A canção e o bêbado
Aí eu: “Ainda é cedo, amor / Mal começaste a conhecer a vida / Já anuncias a hora da partida...” Aí eu nos botequins da vida.
Venho sentimental desde a crônica da semana passada, pois não? Só que agora, a uma mesa de bar – rompendo firme autodeterminação de não redigir fora da atmosfera condicionada da Gazeta –, não consigo me concentrar nas palavras da cantiguinha com que iniciei este lítero-babaca texto.
É que, como o goianíssimo leitor sabe, há sujeitinhos que estacionam o carro ao meio-fio, abrem a traseira (do carro) e botam o som na maior altura. Agora, neste exatíssimo momento, Reginaldo Rossi, a todo o volume, me atrapalha.
Não que eu não goste das peças produzidas por ele, pois nem só de Tchaikovski vive a humanidade.
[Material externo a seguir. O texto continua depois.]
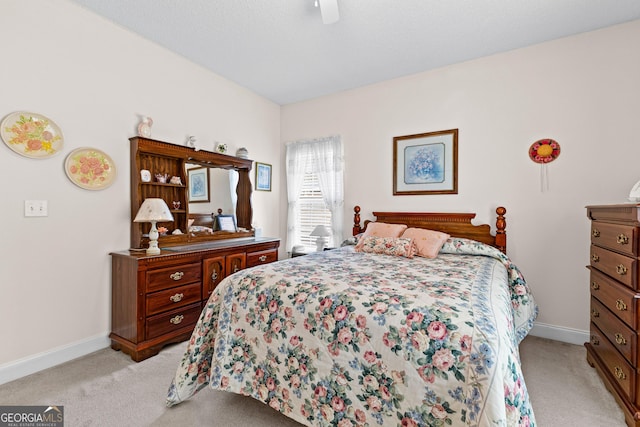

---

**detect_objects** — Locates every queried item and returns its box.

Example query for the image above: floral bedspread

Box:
[167,238,537,427]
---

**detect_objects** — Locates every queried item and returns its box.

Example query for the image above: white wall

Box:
[280,21,640,342]
[0,0,280,374]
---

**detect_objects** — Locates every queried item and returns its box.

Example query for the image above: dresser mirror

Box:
[130,137,254,248]
[185,163,237,215]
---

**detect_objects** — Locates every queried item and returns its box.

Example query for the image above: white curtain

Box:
[286,135,344,251]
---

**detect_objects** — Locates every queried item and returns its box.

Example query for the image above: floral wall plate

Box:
[529,139,560,163]
[0,111,64,159]
[64,148,116,190]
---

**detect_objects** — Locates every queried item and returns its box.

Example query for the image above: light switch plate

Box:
[24,200,49,216]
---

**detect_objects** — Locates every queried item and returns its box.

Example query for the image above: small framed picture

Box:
[393,129,458,196]
[187,168,210,203]
[256,162,271,191]
[216,215,238,232]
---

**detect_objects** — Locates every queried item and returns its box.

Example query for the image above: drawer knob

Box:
[617,234,629,245]
[169,271,184,281]
[616,264,627,276]
[613,366,627,380]
[169,294,184,302]
[169,314,184,325]
[616,334,627,345]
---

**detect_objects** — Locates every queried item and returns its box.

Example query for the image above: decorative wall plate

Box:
[64,147,116,190]
[529,138,560,163]
[0,111,64,159]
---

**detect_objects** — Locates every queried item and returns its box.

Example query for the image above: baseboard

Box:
[529,322,589,345]
[0,335,111,384]
[0,322,589,384]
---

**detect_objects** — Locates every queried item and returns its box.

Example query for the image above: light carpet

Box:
[0,336,625,427]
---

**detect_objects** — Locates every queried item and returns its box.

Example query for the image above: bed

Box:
[167,207,537,427]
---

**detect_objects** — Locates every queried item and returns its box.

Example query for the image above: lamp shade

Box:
[310,225,331,237]
[133,199,173,222]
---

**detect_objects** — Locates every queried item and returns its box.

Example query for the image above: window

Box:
[298,172,335,251]
[286,136,344,252]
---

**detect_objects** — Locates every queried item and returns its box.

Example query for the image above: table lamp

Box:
[133,199,173,255]
[310,225,331,252]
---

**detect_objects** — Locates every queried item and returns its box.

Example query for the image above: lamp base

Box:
[147,246,160,255]
[147,221,160,255]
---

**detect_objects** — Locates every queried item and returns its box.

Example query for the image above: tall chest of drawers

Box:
[585,204,640,427]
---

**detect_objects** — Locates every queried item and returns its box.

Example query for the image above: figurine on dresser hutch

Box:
[109,137,280,362]
[585,204,640,427]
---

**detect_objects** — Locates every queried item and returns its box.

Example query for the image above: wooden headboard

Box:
[353,206,507,254]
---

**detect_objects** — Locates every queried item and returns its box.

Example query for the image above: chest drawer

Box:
[590,268,639,329]
[590,323,636,402]
[147,262,201,292]
[145,303,202,340]
[591,297,638,366]
[146,282,202,316]
[591,221,638,257]
[590,245,638,289]
[247,249,278,267]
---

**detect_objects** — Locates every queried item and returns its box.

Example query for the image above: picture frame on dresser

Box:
[187,168,211,203]
[216,215,238,232]
[256,162,271,191]
[393,129,458,196]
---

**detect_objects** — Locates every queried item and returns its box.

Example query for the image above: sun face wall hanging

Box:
[529,138,560,191]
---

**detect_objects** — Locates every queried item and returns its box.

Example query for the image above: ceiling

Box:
[72,0,640,105]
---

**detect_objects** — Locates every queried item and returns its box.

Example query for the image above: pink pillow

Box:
[402,228,451,258]
[362,222,407,238]
[355,236,416,258]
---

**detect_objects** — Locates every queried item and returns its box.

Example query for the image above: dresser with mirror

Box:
[109,137,280,361]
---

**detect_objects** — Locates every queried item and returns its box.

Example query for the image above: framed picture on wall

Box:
[256,162,271,191]
[393,129,458,195]
[187,168,211,203]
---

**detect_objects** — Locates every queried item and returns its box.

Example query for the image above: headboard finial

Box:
[352,205,362,236]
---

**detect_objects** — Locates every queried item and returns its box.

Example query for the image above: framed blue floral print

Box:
[393,129,458,195]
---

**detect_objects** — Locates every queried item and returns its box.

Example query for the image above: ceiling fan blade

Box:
[320,0,340,24]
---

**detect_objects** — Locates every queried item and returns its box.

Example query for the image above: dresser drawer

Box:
[589,245,638,289]
[590,323,636,402]
[147,262,201,292]
[591,222,638,257]
[146,282,202,316]
[590,268,640,329]
[247,249,278,267]
[591,297,638,366]
[145,302,202,340]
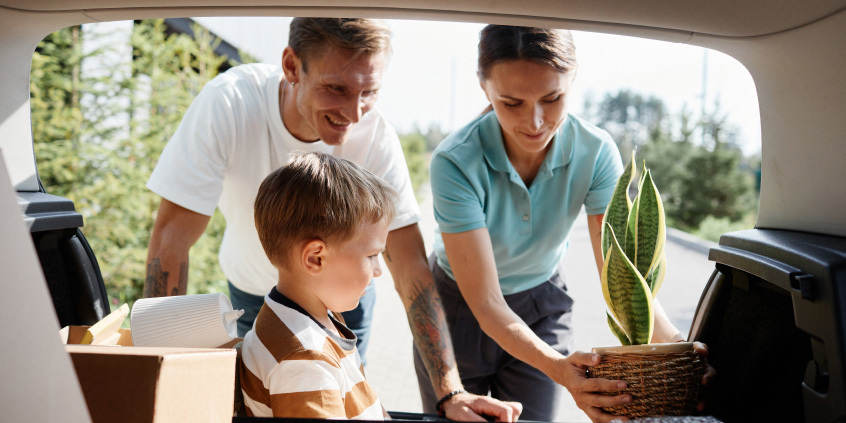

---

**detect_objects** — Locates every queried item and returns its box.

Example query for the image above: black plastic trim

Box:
[17,192,84,233]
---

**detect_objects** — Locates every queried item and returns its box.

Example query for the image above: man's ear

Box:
[282,46,302,84]
[300,239,326,276]
[479,79,493,104]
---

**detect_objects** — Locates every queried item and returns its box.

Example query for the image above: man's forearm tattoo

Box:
[408,279,455,386]
[170,261,188,295]
[144,258,188,298]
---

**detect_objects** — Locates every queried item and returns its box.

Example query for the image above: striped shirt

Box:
[239,288,384,420]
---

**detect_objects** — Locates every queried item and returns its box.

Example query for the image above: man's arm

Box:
[144,198,210,298]
[382,223,522,421]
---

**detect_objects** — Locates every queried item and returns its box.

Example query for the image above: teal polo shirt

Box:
[429,112,623,295]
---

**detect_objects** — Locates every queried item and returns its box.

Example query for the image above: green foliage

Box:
[30,19,243,303]
[585,90,759,232]
[692,212,757,242]
[399,132,429,201]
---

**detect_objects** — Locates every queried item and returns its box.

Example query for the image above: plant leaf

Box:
[620,193,642,262]
[605,311,632,345]
[601,224,654,345]
[627,169,667,275]
[646,251,667,298]
[602,151,635,257]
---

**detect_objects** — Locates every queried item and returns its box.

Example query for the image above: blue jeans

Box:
[229,281,376,363]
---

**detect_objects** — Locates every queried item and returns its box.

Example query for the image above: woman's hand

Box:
[555,351,632,422]
[441,393,523,422]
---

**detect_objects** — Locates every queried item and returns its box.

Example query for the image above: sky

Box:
[196,17,761,154]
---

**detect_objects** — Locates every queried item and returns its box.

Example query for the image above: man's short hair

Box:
[288,18,391,70]
[255,153,397,267]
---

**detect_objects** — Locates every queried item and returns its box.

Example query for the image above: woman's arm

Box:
[588,214,685,343]
[442,228,631,421]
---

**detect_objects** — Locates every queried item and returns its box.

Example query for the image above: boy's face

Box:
[318,219,390,312]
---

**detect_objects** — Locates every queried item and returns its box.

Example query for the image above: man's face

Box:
[282,47,387,145]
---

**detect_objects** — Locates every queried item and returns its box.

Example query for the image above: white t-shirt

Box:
[147,64,420,296]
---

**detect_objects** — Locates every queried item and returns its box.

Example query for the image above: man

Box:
[144,18,519,420]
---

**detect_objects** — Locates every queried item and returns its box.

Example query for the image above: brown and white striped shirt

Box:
[239,288,384,420]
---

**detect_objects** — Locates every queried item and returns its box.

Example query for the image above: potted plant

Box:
[589,152,707,418]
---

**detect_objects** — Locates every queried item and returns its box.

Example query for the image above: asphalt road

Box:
[365,186,714,422]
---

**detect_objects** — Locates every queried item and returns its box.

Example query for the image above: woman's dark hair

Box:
[478,25,578,80]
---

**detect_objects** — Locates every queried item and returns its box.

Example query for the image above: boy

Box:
[239,153,396,420]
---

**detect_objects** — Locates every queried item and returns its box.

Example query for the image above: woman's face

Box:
[481,60,575,158]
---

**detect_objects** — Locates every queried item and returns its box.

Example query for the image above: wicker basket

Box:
[588,343,707,418]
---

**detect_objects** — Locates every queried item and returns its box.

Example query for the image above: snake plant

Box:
[601,152,667,345]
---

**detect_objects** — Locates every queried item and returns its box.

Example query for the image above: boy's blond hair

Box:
[255,153,397,267]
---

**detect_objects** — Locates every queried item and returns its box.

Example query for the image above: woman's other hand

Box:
[556,351,632,422]
[442,393,523,422]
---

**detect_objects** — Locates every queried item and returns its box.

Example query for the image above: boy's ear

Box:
[300,239,326,276]
[282,46,301,84]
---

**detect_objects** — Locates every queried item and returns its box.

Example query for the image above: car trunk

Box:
[691,229,846,422]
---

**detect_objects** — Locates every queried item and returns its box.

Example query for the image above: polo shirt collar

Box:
[479,111,575,174]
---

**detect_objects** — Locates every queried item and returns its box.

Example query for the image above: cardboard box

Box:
[60,326,239,423]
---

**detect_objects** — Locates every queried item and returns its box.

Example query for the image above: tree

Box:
[399,131,429,200]
[30,19,244,303]
[666,104,754,231]
[586,90,756,231]
[585,90,669,157]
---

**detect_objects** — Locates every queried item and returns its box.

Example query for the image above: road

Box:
[365,186,714,422]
Mas é que...
“Ainda é cedo, amor / Mal começaste...” Aí eu, a uma mesa de bar, não consigo nem escavacar a ferida nem ficar de olho no deadline determinado pelo Salvio Juliano, que, além de editar a “Folha G”, ilustra belamente este cantinho de página.
“Seja irresponsável”, diria uma de minhas ex-mulheres. (Na verdade, elas não são minhas ex-mulheres, mas sim ex-minhas mulheres.) No entanto, apesar da má fama, carrego muita responsabilidade na cacunda.
Aí eu, então, estava aqui, na recaída: “Presta atenção, querida / Embora estás resolvida...” Mas o som que vem do carro vibra nas paredes e leva meus tímpanos ao teto do crânio.
Assim, deixei escapulir a canção que me volteava no cérebro e desisti de ficar na fossa, como se dizia nos tempos de flores e pedras. Para não chegar ao desconforto da vida, procurei entrar no espírito da coisa, e passei a reparar em torno de mim.
Dona de lindo pezinho de rabo passou rebolativa pela mesa do marmanjo aqui, rumo ao mictório. A calça dela, justíssima, ia fundo nas reentrâncias, desenhando tudo.
Quando a moça vinha de volta notei que a roupa estava do mesmo jeito, como se ela tivesse feito mijadinha vestida. Pensei, apenas pensei: “Vai ser boa assim lá em casa.”
Houve tempo em que era mais audacioso. Certa vez, disse isso para esfuziante dama – “Vai ser boa assim lá em casa” –, e ela foi. É verdade que naquela época eu me apoiava na estampa autenticada de garotão.
Atualmente o que mais cai no meu pedaço é garota sukita com o papel decorado. O que não me impede de, de vez em quando, fingir uma dorzinha de cotovelo: “Ainda é cedo, amor, mal começaste a conhecer a vida.”
Aí eu... O leitor que me perdoe: estou bêbado demais para continuar.